Why are you (on social media)?
“Microblogging pills” (MBP) are short posts containing random thoughts that cross my mind. Without necessarily any context or story behind them, raw and unedited.
One of my friends does not want kids. She doesn’t even want to get married. There’s no specific reason for that, or more specifically, there are a plethora of small reasons for that. That lifestyle is just not for her. Being in her late forties, however, and being a woman in Spain, she has had to endure all kinds of comments and questions from her family, friends, and work colleagues about that.
– Why aren’t you married? Are you a lesbian? It’s also OK, You can always adopt children with your partner.
– What are you waiting for? You are not going to get any younger.
– I would like to have grandchildren, why are you prioritizing your career over your life?
She is understandably pissed off about it. At a certain point, she decided to answer with a question, so whenever someone asked her “Why aren’t you married?” she would ask back “Why are you?“. When someone asked “Why don’t you have kids?” she would answer “Why do you?“.
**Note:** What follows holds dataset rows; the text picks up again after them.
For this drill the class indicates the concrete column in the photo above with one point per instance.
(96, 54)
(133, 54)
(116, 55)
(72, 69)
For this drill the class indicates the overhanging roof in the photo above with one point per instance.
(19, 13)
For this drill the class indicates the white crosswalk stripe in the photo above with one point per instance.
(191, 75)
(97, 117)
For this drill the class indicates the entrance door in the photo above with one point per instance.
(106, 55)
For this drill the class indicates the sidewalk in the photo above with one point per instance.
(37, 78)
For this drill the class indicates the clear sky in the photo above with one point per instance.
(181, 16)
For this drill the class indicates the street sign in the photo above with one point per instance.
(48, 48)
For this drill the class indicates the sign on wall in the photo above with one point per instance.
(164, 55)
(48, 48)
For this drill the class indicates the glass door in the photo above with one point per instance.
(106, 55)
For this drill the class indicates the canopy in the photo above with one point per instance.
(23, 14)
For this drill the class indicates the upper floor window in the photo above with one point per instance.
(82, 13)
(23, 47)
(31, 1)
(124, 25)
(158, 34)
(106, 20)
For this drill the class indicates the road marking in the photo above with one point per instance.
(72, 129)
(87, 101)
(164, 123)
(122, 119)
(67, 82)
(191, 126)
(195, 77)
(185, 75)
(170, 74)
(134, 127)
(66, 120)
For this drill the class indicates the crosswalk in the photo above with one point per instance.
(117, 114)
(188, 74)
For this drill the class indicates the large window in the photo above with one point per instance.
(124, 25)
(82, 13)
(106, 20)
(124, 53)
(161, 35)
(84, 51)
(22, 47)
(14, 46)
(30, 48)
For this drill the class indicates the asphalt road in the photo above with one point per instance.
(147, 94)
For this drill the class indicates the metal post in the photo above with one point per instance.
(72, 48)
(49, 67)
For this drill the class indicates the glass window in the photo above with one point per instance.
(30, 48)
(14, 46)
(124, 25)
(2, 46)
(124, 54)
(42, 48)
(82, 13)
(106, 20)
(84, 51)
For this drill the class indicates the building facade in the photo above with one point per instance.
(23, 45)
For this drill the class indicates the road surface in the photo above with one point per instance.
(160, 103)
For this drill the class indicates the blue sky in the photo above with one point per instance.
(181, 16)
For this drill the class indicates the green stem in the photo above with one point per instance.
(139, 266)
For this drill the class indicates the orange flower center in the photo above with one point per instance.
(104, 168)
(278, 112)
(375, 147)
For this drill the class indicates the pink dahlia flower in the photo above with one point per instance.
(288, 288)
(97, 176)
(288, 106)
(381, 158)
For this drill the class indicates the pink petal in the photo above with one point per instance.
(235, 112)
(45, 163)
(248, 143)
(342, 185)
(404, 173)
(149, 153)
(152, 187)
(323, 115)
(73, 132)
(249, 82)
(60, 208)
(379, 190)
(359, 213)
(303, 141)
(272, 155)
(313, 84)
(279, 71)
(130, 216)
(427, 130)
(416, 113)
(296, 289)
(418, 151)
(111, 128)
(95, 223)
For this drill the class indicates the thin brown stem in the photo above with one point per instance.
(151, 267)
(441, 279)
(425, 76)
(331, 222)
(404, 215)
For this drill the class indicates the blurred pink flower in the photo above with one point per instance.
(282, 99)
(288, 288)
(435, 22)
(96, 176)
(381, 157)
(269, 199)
Why aren’t you on social media?
I am not on social media. When someone asks me for my Facebook or LinkedIn profile, and I say I don’t have one, everybody asks “Why aren’t you on social media?”.
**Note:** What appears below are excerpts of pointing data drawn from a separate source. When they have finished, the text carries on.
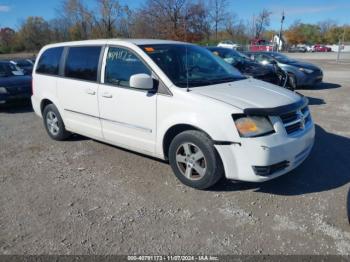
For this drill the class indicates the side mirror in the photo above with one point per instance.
(141, 81)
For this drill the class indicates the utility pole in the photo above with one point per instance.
(280, 34)
(340, 44)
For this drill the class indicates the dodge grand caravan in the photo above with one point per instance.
(173, 101)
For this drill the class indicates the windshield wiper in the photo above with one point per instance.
(194, 83)
(228, 79)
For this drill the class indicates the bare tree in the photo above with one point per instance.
(261, 22)
(78, 18)
(197, 22)
(166, 16)
(110, 10)
(218, 14)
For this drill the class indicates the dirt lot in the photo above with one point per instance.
(85, 197)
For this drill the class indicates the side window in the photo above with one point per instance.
(49, 61)
(82, 62)
(121, 64)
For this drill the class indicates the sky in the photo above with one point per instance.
(13, 12)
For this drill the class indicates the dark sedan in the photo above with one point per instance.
(299, 73)
(13, 84)
(248, 67)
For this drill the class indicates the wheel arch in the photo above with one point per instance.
(174, 131)
(44, 103)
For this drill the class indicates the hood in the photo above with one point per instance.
(15, 81)
(249, 93)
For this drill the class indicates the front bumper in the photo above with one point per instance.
(239, 160)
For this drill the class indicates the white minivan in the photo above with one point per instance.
(174, 101)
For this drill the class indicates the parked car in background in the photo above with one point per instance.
(299, 73)
(321, 48)
(174, 101)
(26, 65)
(14, 85)
(297, 49)
(250, 68)
(260, 45)
(228, 44)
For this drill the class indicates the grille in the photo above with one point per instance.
(270, 170)
(297, 120)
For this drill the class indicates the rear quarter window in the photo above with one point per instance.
(49, 61)
(82, 62)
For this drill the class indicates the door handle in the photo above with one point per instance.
(90, 91)
(107, 95)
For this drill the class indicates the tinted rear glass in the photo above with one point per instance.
(49, 61)
(82, 62)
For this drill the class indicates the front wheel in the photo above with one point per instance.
(54, 124)
(194, 160)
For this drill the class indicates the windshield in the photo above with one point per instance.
(281, 58)
(23, 63)
(190, 65)
(6, 69)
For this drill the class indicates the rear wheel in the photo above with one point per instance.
(54, 124)
(194, 160)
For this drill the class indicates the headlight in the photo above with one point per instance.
(305, 70)
(3, 90)
(253, 126)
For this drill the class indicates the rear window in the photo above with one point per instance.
(82, 62)
(49, 61)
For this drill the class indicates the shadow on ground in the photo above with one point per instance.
(17, 107)
(326, 168)
(323, 86)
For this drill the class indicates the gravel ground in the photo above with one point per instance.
(85, 197)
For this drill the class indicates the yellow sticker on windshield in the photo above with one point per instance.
(149, 49)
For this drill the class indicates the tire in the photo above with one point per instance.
(54, 124)
(292, 82)
(191, 151)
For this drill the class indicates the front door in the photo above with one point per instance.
(128, 115)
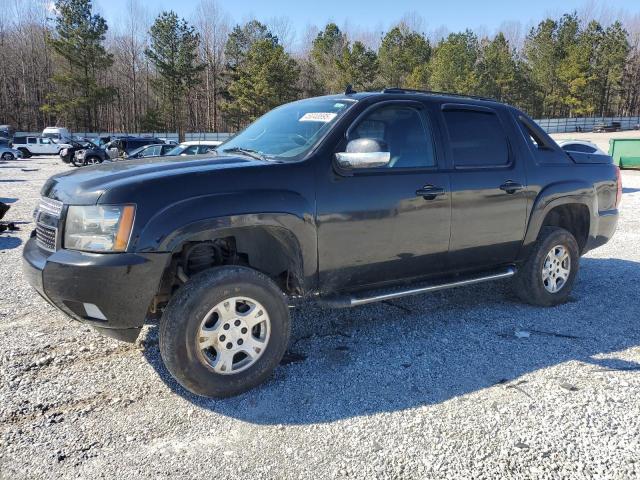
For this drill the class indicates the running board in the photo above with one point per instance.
(390, 294)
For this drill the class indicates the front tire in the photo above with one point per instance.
(547, 277)
(225, 331)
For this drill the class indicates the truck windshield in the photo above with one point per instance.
(288, 132)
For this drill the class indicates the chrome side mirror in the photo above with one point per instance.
(364, 153)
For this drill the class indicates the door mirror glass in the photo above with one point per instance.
(364, 153)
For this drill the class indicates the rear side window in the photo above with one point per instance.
(404, 131)
(578, 147)
(476, 139)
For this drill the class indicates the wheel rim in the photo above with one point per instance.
(233, 335)
(556, 269)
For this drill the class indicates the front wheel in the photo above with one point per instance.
(548, 275)
(225, 331)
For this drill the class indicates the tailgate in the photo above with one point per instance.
(580, 157)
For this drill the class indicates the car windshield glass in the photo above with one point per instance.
(290, 131)
(137, 150)
(176, 150)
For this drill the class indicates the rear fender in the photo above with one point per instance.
(555, 195)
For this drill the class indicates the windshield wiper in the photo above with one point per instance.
(247, 151)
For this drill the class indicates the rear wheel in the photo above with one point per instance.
(548, 275)
(225, 331)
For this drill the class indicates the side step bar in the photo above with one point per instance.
(355, 300)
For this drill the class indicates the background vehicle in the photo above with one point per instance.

It’s a difficult question to answer. There are a plethora of small reasons mainly related to humanism, ethics, and privacy. Social media is the new smoking, not sitting. We know our data is being collected, profiled, and sold to third parties for targeted advertisement. We know we are the product, or more precisely, predicting and manipulating our future actions is the product. We know it’s bad for our mental health, for young people, for our focus and ability to work, and even for our democracies. We know social media is used to spread fake news and even empower genocides.
You can’t really answer all of that in a couple of minutes when someone is not really interested, but merely shocked by that fact, so I used to say something like “well, it’s for privacy reasons you know” or, lately, “they don’t add anything valuable to my life so I stopped using them”.
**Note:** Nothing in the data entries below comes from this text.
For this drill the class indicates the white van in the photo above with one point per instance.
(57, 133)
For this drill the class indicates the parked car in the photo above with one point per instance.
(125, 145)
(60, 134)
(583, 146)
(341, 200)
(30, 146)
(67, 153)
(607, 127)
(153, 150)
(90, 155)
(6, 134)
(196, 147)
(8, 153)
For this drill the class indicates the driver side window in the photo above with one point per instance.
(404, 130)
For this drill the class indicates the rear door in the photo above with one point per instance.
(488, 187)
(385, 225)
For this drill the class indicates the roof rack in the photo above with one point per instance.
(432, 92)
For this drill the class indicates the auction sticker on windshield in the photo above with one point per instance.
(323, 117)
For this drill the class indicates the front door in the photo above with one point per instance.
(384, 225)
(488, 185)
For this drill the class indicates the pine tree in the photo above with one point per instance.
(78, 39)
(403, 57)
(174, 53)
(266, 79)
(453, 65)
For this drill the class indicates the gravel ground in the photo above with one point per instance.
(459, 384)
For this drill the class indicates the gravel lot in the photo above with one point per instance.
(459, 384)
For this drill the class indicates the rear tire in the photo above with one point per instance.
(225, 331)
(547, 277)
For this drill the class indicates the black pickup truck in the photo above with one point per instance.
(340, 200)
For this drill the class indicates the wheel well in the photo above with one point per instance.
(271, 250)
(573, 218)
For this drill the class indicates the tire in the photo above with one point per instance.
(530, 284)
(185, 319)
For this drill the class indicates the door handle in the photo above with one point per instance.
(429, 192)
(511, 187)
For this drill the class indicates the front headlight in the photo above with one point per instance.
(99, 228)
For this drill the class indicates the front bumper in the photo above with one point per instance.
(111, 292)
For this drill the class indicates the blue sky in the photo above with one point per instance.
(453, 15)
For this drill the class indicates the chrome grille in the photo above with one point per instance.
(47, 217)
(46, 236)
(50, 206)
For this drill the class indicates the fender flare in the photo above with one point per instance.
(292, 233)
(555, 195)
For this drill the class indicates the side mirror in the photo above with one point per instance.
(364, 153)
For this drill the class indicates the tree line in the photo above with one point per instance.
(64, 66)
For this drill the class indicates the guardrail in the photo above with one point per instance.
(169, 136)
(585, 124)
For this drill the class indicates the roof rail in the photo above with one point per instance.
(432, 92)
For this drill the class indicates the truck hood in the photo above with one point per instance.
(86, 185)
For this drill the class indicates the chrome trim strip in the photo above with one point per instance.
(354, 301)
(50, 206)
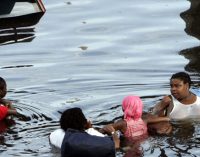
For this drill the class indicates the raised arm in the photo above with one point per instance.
(160, 107)
(119, 125)
(149, 118)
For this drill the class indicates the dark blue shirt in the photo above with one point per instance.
(81, 144)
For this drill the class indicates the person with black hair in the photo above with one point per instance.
(6, 107)
(78, 143)
(182, 103)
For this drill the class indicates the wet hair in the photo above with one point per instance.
(73, 118)
(2, 83)
(182, 76)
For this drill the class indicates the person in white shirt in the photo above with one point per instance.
(182, 103)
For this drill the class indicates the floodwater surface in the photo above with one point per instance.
(92, 53)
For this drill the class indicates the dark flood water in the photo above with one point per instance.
(92, 53)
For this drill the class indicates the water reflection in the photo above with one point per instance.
(16, 19)
(193, 55)
(192, 20)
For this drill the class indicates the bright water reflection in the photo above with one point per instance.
(91, 54)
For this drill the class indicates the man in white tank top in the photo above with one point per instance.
(182, 103)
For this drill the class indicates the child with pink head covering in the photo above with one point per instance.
(133, 125)
(133, 107)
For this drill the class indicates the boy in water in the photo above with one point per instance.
(6, 107)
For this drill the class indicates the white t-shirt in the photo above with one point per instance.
(57, 136)
(181, 111)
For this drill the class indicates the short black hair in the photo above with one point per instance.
(2, 83)
(73, 118)
(182, 76)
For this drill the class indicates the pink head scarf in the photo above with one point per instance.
(132, 107)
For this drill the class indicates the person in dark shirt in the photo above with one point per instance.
(78, 143)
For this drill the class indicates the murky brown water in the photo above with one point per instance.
(91, 54)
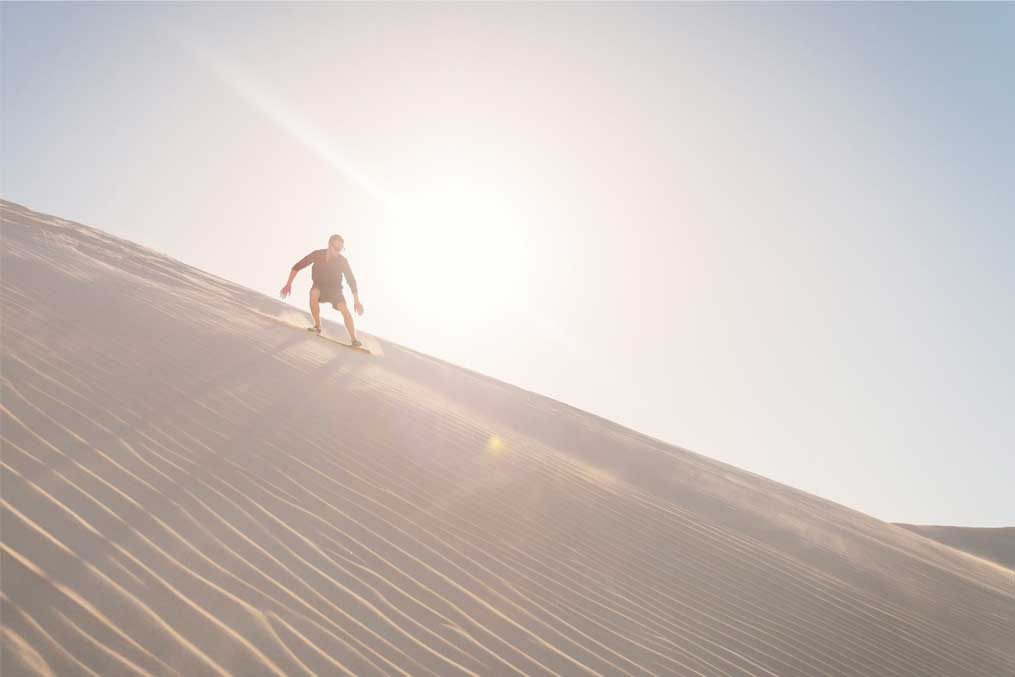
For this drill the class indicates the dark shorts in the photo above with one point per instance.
(332, 295)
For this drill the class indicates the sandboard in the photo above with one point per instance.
(344, 345)
(306, 331)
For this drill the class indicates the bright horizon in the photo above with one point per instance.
(777, 235)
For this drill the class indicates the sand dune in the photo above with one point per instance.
(190, 487)
(998, 544)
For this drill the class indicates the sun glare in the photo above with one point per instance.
(461, 244)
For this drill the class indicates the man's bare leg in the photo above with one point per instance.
(316, 307)
(350, 326)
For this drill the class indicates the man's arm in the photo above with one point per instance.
(351, 279)
(299, 265)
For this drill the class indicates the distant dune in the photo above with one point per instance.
(995, 544)
(192, 487)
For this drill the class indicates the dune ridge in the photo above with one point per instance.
(190, 487)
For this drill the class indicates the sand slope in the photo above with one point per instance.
(997, 544)
(190, 487)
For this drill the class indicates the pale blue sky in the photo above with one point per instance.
(779, 234)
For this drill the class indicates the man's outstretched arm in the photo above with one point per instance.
(351, 279)
(302, 263)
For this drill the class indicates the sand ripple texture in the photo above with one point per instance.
(192, 487)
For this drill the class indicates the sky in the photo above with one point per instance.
(777, 234)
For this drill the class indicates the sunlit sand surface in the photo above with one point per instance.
(191, 487)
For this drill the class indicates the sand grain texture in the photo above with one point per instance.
(192, 488)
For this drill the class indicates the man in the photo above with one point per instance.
(329, 266)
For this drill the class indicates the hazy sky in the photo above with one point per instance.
(779, 234)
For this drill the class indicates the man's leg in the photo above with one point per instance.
(316, 307)
(350, 326)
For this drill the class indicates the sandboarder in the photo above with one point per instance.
(329, 266)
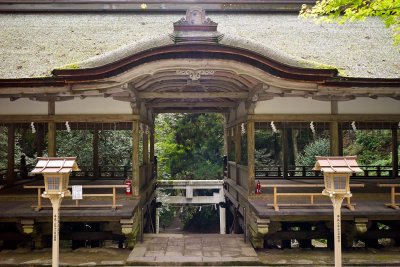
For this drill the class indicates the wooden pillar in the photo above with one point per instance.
(250, 157)
(238, 144)
(226, 137)
(135, 158)
(285, 154)
(40, 135)
(334, 138)
(96, 171)
(152, 141)
(395, 148)
(340, 140)
(152, 153)
(51, 138)
(10, 179)
(145, 147)
(51, 131)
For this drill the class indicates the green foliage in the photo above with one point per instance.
(350, 10)
(77, 143)
(267, 146)
(189, 146)
(114, 147)
(319, 147)
(372, 147)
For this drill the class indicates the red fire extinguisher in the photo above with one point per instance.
(128, 189)
(258, 188)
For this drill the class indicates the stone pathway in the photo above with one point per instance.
(196, 249)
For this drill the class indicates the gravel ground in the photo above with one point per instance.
(268, 257)
(31, 45)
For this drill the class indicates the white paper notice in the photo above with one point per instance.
(76, 192)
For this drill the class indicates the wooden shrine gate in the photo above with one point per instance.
(191, 198)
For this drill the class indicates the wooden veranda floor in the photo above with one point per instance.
(16, 204)
(369, 202)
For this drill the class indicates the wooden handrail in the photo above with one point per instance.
(113, 195)
(306, 171)
(312, 196)
(393, 195)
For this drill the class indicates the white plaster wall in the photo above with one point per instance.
(93, 105)
(366, 105)
(292, 105)
(22, 106)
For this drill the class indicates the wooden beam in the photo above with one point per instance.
(71, 118)
(325, 117)
(10, 179)
(174, 110)
(193, 95)
(395, 149)
(175, 104)
(250, 158)
(135, 158)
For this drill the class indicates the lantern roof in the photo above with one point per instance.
(55, 165)
(337, 164)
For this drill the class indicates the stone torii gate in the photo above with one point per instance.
(192, 199)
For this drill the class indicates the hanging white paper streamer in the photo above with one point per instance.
(312, 127)
(353, 125)
(33, 127)
(273, 127)
(67, 126)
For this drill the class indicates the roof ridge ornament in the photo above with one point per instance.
(196, 27)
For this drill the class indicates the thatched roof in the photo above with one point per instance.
(32, 45)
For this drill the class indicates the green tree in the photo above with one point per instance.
(319, 147)
(351, 10)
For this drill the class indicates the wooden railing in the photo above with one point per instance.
(103, 172)
(307, 171)
(393, 195)
(113, 196)
(312, 195)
People then usually look at me like I am some kind of paranoid weirdo, an anti-social psychopath, or I have something to hide. You can see it in their eyes. Most people just look at me like that and quickly change subjects.
The worst for me, however, are the guys who really want to find out what’s wrong with me. Expose the anomaly. And they do all these stupid questions. Far beyond questioning why you are not “like everybody else”, they try to convince you that social media is useful because it allows them to stay in touch with their family and friends (like we didn’t do that before social media existed). These people sound to me like one of my friends in the early 00s. He smoked, and he was always trying to convince me that smoking was not that bad, and telling me how it helped him make friends at work, etc.
It pisses me off. Everybody tries to be cool at dinners talking about how bad Facebook and Instagram are, but they will look at me like I am from outer space when they find out I don’t have any social media account for real.
Why are you?
So I have decided to use the technique of my friend and start asking them back: why are you? Why are you on social media?
And I know that can be a very annoying question. Because deep inside, they know they are not there to stay in touch with their family or friends. They can visit them, call them, do a video call with them, or even write them an email. They are not there because “you need to be there”. I am not on social media and I have a perfectly normal life. They don’t need to be on social media because you can’t get a job without a LinkedIn account, or a business, or a relationship.
They are on social media because everybody else is, but they can’t think of a real reason why. And they know it.